In der Provinz Colemêrg (tr. Hakkari) sind kurdische Zivilpersonen von türkischen Polizisten mit dem Tod bedroht worden. Der Vorfall ereignete sich nach Angaben der DEM-Abgeordneten Öznur Bartın am Montagvormittag in der Kreisstadt Şemzînan (Şemdinli). Ein Video, das der Parlamentarierin zugespielt wurde, zeigt eine Gruppe maskierter Beamter der sogenannten PÖH (Spezialeinheit der türkischen Polizei, die auf „Terrorbekämpfung“ spezialisiert ist), die ein Sammeltaxis unter dem Vorwand einer GBT-Kontrolle angehalten hat. GBT steht für „Genel Bilgi Toplama“ und ist eine 2002 von der türkischen Polizei eingeführte Überprüfungstechnologie für Identitätsdokumente. Die Polizisten sollen die Fahrgäste aufgefordert haben, den Kleinbus für eine körperliche Durchsuchung zu verlassen. „Im Rahmen einer allgemeinen Verkehrskontrolle dürfen Polizeibeamte nicht ohne Weiteres den Fahrer oder die anderen Fahrzeuginsass:innen durchsuchen. Das gaben sie den PÖH-Leuten auch zu verstehen und weigerten sich, den Wagen zu verlassen“, erklärte Bartın. Daraufhin sei die Situation beinahe eskaliert.

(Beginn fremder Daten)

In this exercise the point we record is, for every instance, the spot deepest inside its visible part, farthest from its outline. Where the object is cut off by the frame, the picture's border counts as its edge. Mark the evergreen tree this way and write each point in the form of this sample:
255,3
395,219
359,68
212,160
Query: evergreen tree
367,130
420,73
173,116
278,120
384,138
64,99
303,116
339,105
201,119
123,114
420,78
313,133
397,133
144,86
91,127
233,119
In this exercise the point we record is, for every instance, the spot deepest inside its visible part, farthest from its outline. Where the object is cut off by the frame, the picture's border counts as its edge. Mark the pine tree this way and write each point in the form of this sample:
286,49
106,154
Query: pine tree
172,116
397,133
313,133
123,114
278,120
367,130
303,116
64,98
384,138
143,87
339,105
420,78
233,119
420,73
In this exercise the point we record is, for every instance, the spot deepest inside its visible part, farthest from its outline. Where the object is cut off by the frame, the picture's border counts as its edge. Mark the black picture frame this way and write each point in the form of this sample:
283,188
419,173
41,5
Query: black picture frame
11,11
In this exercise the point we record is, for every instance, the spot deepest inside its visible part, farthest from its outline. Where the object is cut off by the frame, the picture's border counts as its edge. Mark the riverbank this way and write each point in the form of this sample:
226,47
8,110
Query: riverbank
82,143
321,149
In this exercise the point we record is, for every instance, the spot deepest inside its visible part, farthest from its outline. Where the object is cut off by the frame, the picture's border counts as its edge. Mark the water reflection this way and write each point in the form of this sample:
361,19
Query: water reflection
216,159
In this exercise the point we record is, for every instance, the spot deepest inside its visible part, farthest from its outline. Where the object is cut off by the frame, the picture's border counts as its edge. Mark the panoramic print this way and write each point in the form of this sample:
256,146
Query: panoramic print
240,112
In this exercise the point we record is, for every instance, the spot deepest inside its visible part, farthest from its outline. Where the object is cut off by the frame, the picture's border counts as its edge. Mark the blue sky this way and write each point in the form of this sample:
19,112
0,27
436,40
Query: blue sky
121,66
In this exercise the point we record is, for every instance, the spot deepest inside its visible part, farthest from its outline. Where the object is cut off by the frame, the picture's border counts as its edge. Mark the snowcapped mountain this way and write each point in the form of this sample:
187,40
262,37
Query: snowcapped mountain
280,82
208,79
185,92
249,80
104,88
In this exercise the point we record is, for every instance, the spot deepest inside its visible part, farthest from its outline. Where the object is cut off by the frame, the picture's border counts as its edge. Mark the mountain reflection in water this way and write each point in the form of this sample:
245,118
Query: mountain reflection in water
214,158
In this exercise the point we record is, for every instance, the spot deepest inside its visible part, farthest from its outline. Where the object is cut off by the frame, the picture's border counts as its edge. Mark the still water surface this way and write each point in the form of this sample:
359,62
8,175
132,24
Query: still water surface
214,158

Wie auch dem Video zu entnehmen ist, äußert ein Fahrgast seine Bedenken bezüglich der Verhältnismäßigkeit und der Grundlage dieser Kontrollmaßnahme. Die Reaktion der Polizisten ist irritierend. Sie fragen in aggressivem Ton, wer die Insass:innen eigentlich zu sein glaubten und dass sie aufpassen sollten, wie sie mit den Polizisten redeten. Während das Wortgefecht noch andauert, wird unvermittelt mehrmals in die Luft geschossen. Zu sehen ist dies nicht, aber zu hören. „Das waren keine einfachen Drohgebärden, schließlich wurde scharf geschossen“, so Bartın. „Die Polizisten drohten den Menschen damit, sie abzuknallen.“
Bei GBT handelt es sich um eine Datenbank mit Informationen zu gesuchten Personen sowie Straf- und Verdachtsmeldungen von Polizei und Gendarmerie, um Angaben zu bestehenden Haftbefehlen, bereits früher durchgeführten Verhaftungen, Ausreisesperren, Wehrdienstentzug oder -verweigerung sowie Steuerhinterziehung zu hinterlegen. Auch enthält das System subjektive Notizen der Polizei ohne rechtliche Bedeutung zu den betroffenen Personen. Im GBT-System werden auch Informationen über vermeintlich „verdächtige“ Personen aufgezeichnet, gegen die nicht strafrechtlich ermittelt wird.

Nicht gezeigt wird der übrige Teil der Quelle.